Why so glum? Here are some of the forces that can lead to more defaults:

• Falling property values: Prices for commercial properties peaked in 2007. Since then, prices have plunged. In one example, the office building at 980 N. Federal Highway in Boca Raton changed hands in April for $20 million, according to CB Richard Ellis. Previous sale price: $26.5 million.

• A weak economy: Jobless rates in Palm Beach County have tripled in the past three years, according to the Florida Agency for Workforce Innovation. That portends slack demand for commercial space.

• Falling rental income: Vacancy rates in Palm Beach County’s office and industrial space also have tripled in the past three years, according to CB Richard Ellis. That means fewer tenants paying rent.

• The credit crunch: With values off and lenders hunkering down, landlords can’t refinance their way out of trouble. Even a solid landlord gets squeezed if it can’t find new financing when an old loan comes due, says Neil Merin of NAI/Merin Hunter Codman in West Palm Beach.

“They may actually be doing quite well and paying their bills – it’s just that their loan is due,” Merin says.

Despite such concern about a coming collapse in commercial real estate, some predict the foreclosure fallout will be slight.

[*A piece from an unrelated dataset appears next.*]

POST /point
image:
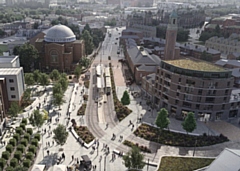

Scott O’Donnell, a broker at CB Richard Ellis in Boca Raton, says lenders have little choice but to renegotiate loan terms for troubled borrowers. As a result, he foresees few foreclosure fire sales – and disappointment for bargain hunters who hope to snap up great deals.

“A lot of buyers are starting to come to the conclusion that there will be far fewer of those opportunities coming down the pike than they thought,” he says.